Normally marketing campaigns don’t pass the muster of the VP of marketing of the end client and several revisions need to be made. This time, all three ideas were seen as excellent - the discussion was which of the three would be used. Using image generation they mocked them up.
The whole process from start to finish took 2 weeks. And, I could be wrong, but I feel like any of us could do it. When this research normally costs $50k for 3 months of work, the incredible reduction in cost, manpower, organization, while having high quality results is the first time AI has impacted my (I thought relatively protected) job. Happy to answer any questions.
I'm actually a bit concerned about the "with the necessary mental state" clarification as it seems to potentially make the bill much broader.

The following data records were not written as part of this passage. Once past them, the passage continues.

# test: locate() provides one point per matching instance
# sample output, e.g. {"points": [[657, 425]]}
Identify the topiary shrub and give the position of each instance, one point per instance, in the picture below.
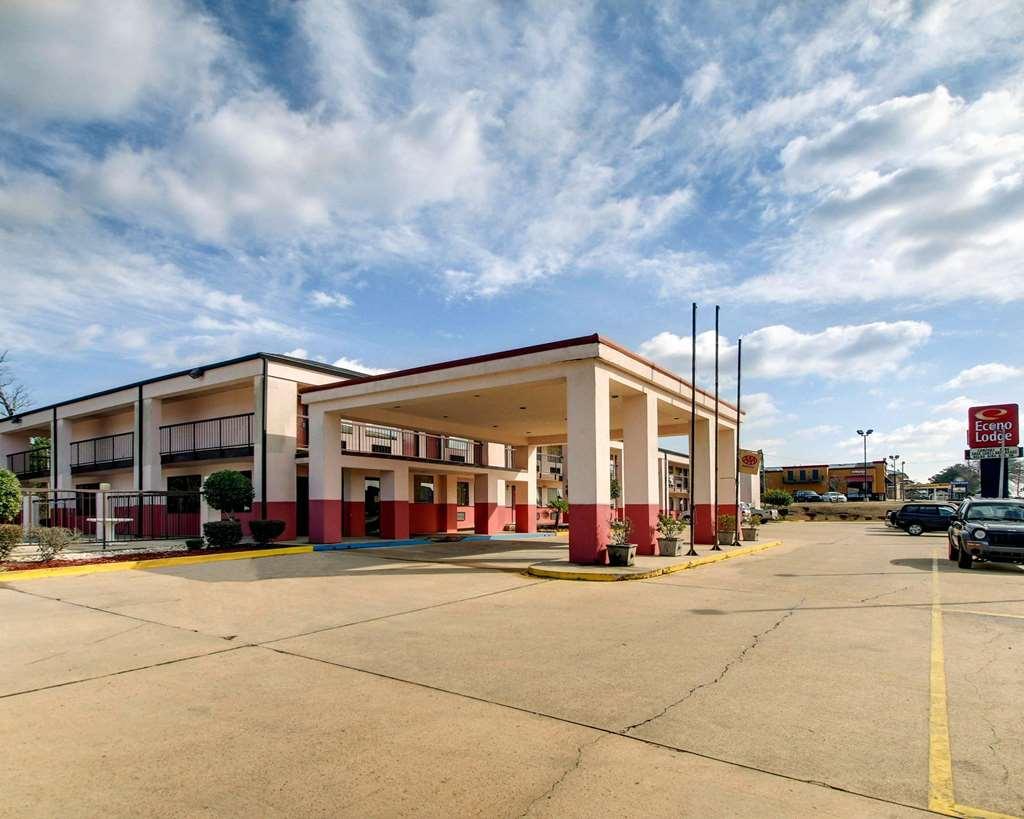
{"points": [[777, 498], [10, 535], [265, 531], [51, 541], [228, 491], [10, 496], [222, 533]]}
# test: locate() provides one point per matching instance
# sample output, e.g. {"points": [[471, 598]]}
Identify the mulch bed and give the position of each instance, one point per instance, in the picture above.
{"points": [[23, 565]]}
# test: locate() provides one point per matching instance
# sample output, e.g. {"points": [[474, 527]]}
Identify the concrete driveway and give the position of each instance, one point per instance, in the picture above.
{"points": [[791, 682]]}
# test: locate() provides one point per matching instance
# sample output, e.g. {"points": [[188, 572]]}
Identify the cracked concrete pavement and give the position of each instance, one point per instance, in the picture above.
{"points": [[786, 683]]}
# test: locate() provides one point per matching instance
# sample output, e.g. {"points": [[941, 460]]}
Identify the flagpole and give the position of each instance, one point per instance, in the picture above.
{"points": [[693, 420], [739, 377], [716, 547]]}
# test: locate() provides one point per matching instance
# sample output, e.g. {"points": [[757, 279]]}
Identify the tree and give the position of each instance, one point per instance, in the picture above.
{"points": [[228, 490], [560, 507], [13, 395], [960, 472], [10, 496]]}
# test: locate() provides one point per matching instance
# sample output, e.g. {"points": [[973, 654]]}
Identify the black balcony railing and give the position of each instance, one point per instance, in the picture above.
{"points": [[30, 464], [229, 436], [107, 451]]}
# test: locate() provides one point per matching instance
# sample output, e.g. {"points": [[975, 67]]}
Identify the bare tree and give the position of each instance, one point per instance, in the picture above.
{"points": [[13, 395]]}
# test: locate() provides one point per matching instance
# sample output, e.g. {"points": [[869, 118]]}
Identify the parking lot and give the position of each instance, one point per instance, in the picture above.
{"points": [[852, 671]]}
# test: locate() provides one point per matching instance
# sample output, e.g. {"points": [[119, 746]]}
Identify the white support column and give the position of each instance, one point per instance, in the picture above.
{"points": [[587, 400], [640, 480], [325, 476], [147, 443], [702, 455]]}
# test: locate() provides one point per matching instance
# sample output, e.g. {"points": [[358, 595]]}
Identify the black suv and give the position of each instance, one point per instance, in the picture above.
{"points": [[987, 529], [918, 518]]}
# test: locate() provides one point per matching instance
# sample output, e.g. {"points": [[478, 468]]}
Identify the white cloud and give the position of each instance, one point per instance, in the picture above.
{"points": [[860, 352], [354, 363], [991, 373], [100, 59], [339, 300]]}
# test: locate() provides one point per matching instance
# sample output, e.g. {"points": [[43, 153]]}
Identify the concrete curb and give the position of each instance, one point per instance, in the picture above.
{"points": [[570, 572], [155, 563]]}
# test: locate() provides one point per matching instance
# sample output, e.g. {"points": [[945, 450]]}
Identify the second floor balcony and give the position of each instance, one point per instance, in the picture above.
{"points": [[228, 436], [103, 453], [30, 464]]}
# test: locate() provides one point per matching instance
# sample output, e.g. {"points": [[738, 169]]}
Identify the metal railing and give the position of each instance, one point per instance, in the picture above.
{"points": [[377, 439], [107, 450], [30, 463], [213, 437]]}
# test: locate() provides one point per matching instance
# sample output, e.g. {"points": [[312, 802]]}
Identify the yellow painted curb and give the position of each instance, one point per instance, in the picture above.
{"points": [[155, 563], [582, 573]]}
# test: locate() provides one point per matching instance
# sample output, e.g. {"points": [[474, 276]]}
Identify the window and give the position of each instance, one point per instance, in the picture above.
{"points": [[187, 501], [423, 488]]}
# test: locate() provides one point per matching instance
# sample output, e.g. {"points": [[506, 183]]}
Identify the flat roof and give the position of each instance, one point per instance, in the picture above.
{"points": [[270, 356], [594, 338]]}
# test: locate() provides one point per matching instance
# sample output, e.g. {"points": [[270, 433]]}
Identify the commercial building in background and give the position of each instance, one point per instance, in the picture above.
{"points": [[849, 479], [471, 444]]}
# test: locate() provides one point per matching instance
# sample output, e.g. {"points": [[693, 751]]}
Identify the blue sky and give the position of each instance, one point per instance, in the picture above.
{"points": [[388, 184]]}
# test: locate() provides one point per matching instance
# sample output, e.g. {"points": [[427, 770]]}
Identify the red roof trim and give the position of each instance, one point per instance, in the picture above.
{"points": [[495, 356]]}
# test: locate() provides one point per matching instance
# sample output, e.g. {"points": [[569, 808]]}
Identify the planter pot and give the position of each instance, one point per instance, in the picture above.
{"points": [[622, 554], [671, 547]]}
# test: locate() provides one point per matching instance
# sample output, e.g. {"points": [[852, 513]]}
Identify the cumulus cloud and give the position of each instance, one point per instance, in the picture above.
{"points": [[861, 352], [991, 373]]}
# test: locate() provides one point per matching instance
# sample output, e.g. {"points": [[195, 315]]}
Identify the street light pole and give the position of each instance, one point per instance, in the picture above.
{"points": [[864, 435]]}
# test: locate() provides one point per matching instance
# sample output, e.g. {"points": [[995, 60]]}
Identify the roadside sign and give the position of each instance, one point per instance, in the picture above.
{"points": [[993, 451], [992, 426]]}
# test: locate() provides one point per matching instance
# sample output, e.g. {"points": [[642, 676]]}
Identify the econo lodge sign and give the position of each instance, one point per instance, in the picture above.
{"points": [[995, 425]]}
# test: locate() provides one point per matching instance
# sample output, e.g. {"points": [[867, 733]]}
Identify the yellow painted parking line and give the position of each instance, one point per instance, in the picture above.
{"points": [[984, 613], [940, 767], [155, 563]]}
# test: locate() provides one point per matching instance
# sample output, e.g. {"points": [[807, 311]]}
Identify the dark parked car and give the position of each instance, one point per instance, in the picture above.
{"points": [[918, 518], [987, 529]]}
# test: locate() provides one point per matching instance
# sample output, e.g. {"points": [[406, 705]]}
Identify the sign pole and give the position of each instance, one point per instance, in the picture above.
{"points": [[739, 376], [693, 422], [715, 547]]}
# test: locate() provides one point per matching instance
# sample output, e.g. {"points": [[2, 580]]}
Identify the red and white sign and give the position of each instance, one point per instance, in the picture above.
{"points": [[995, 425]]}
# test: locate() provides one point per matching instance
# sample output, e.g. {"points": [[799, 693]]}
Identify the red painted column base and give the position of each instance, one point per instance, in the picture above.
{"points": [[394, 520], [525, 518], [643, 529], [486, 519], [325, 521], [589, 533]]}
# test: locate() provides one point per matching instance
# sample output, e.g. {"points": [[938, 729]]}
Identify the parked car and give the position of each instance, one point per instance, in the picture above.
{"points": [[987, 529], [919, 518]]}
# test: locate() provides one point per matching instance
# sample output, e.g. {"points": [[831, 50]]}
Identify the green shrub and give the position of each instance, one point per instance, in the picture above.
{"points": [[265, 531], [620, 531], [777, 498], [10, 535], [51, 541], [228, 490], [222, 533], [10, 496], [669, 526]]}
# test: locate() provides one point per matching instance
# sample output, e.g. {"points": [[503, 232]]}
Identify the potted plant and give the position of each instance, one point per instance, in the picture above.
{"points": [[621, 552], [671, 529], [726, 529]]}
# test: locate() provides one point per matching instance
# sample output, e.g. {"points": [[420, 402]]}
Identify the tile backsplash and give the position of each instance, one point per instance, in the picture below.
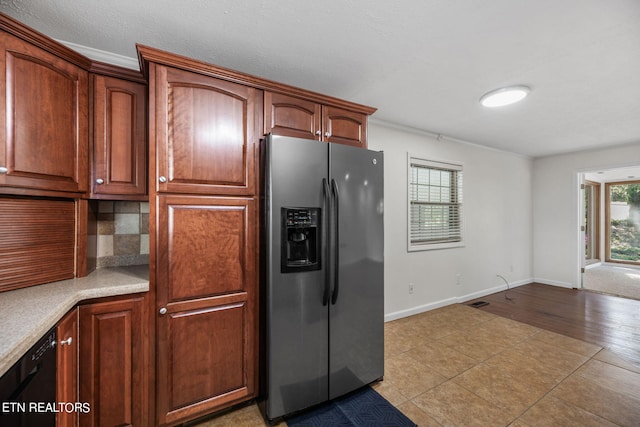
{"points": [[123, 233]]}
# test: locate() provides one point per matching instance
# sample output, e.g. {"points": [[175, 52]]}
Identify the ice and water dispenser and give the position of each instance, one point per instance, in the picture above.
{"points": [[300, 240]]}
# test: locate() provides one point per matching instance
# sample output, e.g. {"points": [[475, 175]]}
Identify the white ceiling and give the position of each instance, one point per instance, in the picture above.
{"points": [[423, 63]]}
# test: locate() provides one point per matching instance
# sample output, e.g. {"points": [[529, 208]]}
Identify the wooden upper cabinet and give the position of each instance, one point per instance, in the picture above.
{"points": [[44, 119], [206, 133], [344, 127], [207, 286], [119, 139], [290, 116], [302, 118]]}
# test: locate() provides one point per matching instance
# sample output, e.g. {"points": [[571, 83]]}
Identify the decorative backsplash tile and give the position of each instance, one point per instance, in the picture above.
{"points": [[123, 233]]}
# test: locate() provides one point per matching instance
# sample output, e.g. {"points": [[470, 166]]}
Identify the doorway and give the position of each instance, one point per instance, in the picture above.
{"points": [[610, 231]]}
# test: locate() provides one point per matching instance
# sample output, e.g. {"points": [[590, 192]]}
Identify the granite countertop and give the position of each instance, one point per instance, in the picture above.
{"points": [[27, 314]]}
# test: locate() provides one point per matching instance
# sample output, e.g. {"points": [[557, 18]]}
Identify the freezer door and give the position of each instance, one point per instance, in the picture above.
{"points": [[357, 306], [296, 319]]}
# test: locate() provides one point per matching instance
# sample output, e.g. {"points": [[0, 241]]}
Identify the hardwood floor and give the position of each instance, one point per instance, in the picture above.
{"points": [[609, 321]]}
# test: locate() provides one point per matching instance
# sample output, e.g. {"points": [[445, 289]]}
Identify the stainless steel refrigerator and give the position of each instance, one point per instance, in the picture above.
{"points": [[323, 272]]}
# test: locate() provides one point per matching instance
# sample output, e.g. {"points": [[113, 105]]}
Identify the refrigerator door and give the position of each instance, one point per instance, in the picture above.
{"points": [[357, 306], [296, 319]]}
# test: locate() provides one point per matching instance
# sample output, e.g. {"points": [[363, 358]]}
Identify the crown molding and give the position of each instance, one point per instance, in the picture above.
{"points": [[103, 56]]}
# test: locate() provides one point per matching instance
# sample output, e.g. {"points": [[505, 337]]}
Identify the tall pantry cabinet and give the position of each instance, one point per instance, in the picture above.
{"points": [[203, 141]]}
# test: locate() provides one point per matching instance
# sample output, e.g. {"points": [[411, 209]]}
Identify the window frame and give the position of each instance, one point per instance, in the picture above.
{"points": [[413, 159]]}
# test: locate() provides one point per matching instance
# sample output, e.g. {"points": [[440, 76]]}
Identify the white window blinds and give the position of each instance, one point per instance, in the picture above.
{"points": [[435, 203]]}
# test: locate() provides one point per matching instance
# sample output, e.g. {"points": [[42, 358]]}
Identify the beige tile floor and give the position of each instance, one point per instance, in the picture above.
{"points": [[459, 366]]}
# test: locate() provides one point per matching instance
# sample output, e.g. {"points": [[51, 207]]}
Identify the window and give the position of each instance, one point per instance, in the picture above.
{"points": [[435, 204]]}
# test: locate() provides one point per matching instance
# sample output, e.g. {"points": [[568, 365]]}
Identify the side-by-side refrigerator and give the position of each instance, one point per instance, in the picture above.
{"points": [[324, 271]]}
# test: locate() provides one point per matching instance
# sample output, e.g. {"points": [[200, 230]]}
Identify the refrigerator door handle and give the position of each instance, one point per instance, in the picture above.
{"points": [[327, 247], [336, 241]]}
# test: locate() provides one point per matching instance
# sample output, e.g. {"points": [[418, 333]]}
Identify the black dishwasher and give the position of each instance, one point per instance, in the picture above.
{"points": [[28, 389]]}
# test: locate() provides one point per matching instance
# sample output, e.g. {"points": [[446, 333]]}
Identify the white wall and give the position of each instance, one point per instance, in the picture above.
{"points": [[497, 231], [556, 243]]}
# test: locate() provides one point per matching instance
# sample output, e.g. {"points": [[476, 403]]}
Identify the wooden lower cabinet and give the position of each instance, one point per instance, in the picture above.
{"points": [[206, 300], [67, 368], [113, 363]]}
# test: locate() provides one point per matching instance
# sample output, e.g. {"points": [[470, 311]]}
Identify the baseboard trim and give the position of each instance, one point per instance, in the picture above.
{"points": [[555, 283], [455, 300]]}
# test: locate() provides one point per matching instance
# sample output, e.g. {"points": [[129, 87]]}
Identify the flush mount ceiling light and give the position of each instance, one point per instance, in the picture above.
{"points": [[504, 96]]}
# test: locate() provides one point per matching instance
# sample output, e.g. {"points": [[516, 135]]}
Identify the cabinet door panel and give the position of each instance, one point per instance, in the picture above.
{"points": [[67, 367], [207, 283], [119, 157], [218, 332], [345, 127], [206, 133], [208, 247], [45, 132], [290, 116], [112, 371]]}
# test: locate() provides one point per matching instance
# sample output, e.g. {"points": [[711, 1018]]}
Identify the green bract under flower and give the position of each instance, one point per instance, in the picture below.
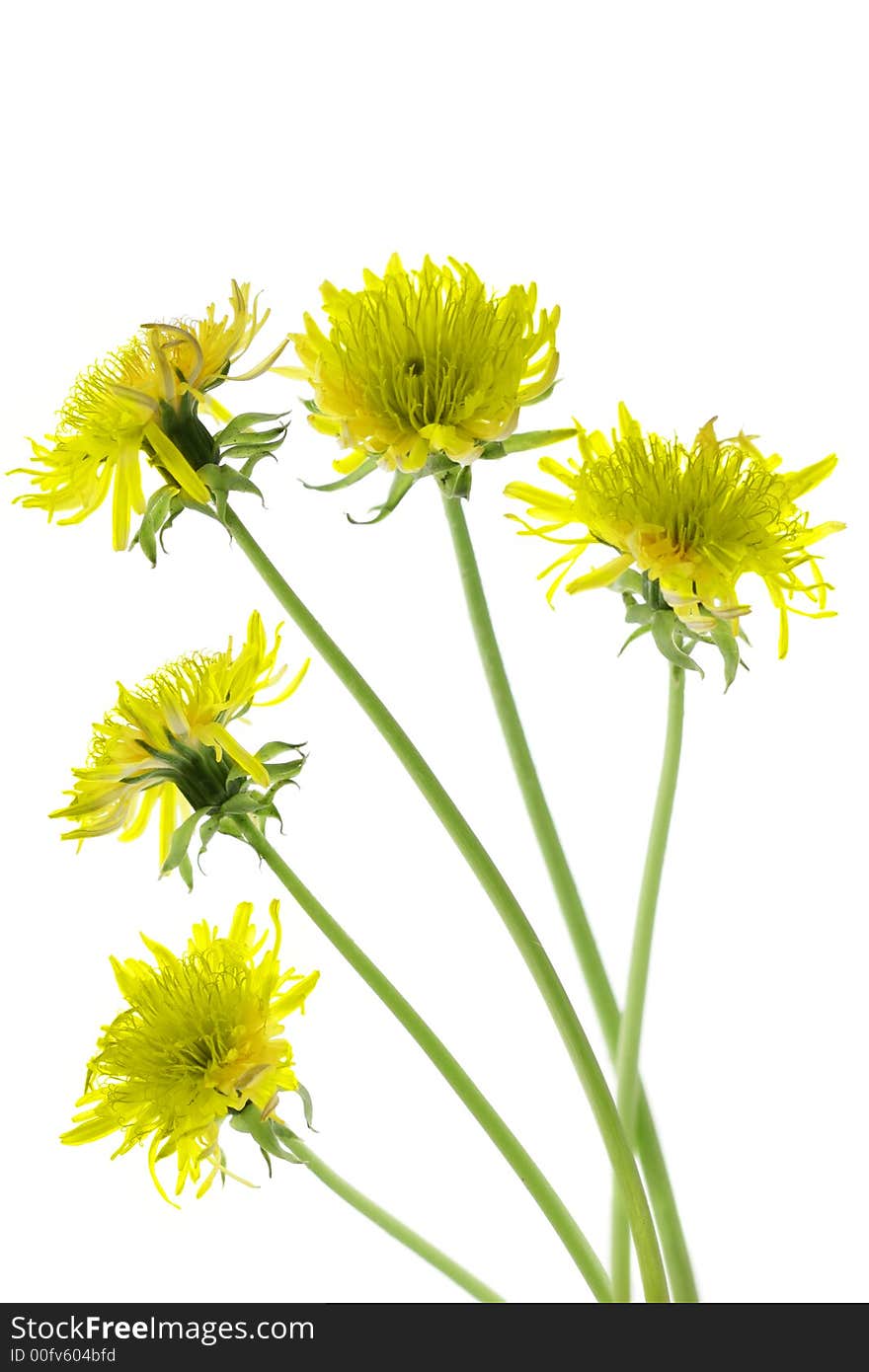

Consider someone who simply uses an AI in place of Google to learn how to commit a crime. We generally tend to think merely providing basic information that might be used to commit a crime isn't a problem but, of course, if the individual supplying the information had the intent to help the criminals commit a crime that would potentially be criminal. Indeed, I worry that it's a potentially huge expansion of coverage because there is a huge range of actions that become crimes if you insert some mental state. Indeed, I might suggest that it's impossible to think of almost anything that isn't a crime with some mental state. Maybe it's fine if you understand autonomously narrowly enough so as not to include merely informing a person of something but such a definition of autonomously would make the bill far too narrow (then any output filtered through a human, even lying about the state of a reactor to induce a human to flip a switch, becomes uncovered).
As long as we have some dumb early test cases it will probably be worked out in a reasonable way in the courts but the risk happens if you get a first test case that's some mass shooting or something with someone arguing the AI should have guessed the bad motives.